Desmets boek verwart meer dan het opheldert. Dat neemt niet weg dat de ­coronaperiode onderzoek verdient, ­bijvoorbeeld over nevenschade van maatregelen. Gelukkig zijn veel wetenschappers bereid om met zo’n onderzoek hiertoe bij te ­dragen. Dat kan de ­democratie alleen ten goede komen.’

Deze column verscheen in De Standaard op 16 februari 2023.

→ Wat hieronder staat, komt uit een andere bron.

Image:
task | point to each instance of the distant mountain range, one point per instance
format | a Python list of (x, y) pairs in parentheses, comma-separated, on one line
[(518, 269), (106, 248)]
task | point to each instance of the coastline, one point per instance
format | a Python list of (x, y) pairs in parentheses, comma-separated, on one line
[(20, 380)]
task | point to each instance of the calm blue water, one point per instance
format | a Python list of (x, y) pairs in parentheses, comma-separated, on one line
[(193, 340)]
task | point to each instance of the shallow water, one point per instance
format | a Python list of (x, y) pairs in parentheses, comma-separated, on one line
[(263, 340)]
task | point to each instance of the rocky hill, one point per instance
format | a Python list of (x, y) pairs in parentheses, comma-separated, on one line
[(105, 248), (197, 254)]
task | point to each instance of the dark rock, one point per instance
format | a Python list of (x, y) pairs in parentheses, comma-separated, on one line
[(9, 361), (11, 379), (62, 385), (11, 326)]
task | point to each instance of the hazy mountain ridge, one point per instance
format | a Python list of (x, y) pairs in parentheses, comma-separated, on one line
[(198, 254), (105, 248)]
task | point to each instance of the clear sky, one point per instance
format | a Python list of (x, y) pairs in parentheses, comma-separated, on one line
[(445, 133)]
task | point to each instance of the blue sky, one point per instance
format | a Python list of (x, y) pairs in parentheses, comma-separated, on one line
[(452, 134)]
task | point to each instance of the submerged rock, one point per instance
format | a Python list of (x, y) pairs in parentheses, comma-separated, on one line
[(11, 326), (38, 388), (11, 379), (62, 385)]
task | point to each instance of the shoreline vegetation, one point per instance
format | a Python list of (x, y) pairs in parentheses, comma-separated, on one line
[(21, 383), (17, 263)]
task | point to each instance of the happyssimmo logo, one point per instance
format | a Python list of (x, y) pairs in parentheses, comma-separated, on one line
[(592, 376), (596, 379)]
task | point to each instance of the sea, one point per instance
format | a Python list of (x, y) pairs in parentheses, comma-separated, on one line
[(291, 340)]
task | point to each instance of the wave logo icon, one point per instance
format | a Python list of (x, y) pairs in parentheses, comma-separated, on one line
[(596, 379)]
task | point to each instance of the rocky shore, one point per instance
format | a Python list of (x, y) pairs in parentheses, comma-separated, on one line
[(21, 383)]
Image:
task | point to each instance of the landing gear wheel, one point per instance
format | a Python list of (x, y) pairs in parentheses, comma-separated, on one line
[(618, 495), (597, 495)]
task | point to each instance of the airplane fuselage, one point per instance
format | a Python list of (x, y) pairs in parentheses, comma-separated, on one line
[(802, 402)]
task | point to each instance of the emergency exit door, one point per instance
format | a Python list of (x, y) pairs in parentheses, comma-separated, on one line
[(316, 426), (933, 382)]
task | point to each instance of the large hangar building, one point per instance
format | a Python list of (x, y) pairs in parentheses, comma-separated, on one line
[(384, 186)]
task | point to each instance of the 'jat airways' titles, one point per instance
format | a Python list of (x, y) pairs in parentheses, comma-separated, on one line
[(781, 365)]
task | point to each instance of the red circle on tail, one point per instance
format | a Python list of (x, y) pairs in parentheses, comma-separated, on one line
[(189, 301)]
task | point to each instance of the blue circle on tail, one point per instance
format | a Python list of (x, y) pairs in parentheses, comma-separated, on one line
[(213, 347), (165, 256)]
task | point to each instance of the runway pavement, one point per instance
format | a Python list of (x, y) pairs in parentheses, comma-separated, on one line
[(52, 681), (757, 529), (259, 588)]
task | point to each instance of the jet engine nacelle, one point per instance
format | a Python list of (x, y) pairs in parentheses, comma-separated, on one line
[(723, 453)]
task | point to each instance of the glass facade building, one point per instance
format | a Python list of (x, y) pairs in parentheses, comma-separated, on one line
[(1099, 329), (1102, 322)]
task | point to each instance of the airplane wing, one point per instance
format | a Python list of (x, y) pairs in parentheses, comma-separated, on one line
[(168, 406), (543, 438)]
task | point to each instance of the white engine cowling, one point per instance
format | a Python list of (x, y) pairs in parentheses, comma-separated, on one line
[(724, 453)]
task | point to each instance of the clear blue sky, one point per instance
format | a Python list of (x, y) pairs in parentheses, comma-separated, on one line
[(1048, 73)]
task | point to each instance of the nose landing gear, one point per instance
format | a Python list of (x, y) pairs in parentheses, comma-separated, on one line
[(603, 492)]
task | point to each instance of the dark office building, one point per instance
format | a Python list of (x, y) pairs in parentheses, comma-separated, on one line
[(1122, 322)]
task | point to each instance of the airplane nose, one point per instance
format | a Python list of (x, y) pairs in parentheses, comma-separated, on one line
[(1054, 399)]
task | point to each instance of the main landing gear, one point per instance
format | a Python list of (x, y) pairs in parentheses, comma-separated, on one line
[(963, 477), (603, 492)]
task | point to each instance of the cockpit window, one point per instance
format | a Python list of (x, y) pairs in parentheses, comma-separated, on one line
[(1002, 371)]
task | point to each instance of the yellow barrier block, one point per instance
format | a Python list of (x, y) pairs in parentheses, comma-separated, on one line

Over postmoderne filosofie schreef ik uitgebreid in ‘Macht en Onmacht. Een verkenning van de hedendaagse aanslag op de Verlichting ‘ (2015, De Bezige Bij). In het eerste deel bespreek ik de rampzalige aanval op de waarheid in de postmoderne filosofie, in het tweede over Heideggers reactionaire visie, in het derde over het verband met kapitalisme (wie het luidste roept, krijgt het meeste aandacht en genereert de meeste winst), en in het laatste idee bespreek ik hoe complotdenken werkt.

2 Comments

  1. Bas Kleinendorst

    Dank u voor uw zeer gedegen analyse van Desmets werkwijze. In Nederland heeft zelfs de redactie van het kanaal De Nieuwe Wereld ( Ad Verbrugge cs) Desmet onthaald. U ziet scherp hoe Desmets terechte eis van nader onderzoek van het coronabeleid gemaakt heeft dat men zijn gehele, slordige vertoog heeft omarmd.
    Met vriendelijke groet
    Bas Kleinendorst

  2. David Laeremans

    U geeft op een bepaald moment aan dat foucault’s massa hypnose achterhaald zou zijn zonder bronvermelding. Zelf neem ik M’s stellingname ook met een korreltje zout maar hij is niet fout als hij aangeeft dat mensen hun unwavering vertrouwen in “The System” vergeleken kan worden met een vorm van die massahypnose. Ik was er zelf van in de ban tot ik de ene kemel na de andere zag schieten tijdens de C19 periode. M’s stellingname is voor mij enkel een bevestiging dat er meer speelt dan de mechanistische processen. Zelf geen (academische) expertise ter zake maar wel al 3 jaar extreem in de ban door het C19 fenomeen. Wat mij betreft doet M enkel aan triggeren en is het aan jezelf om je waarheid er rond te formuleren/vorm te geven.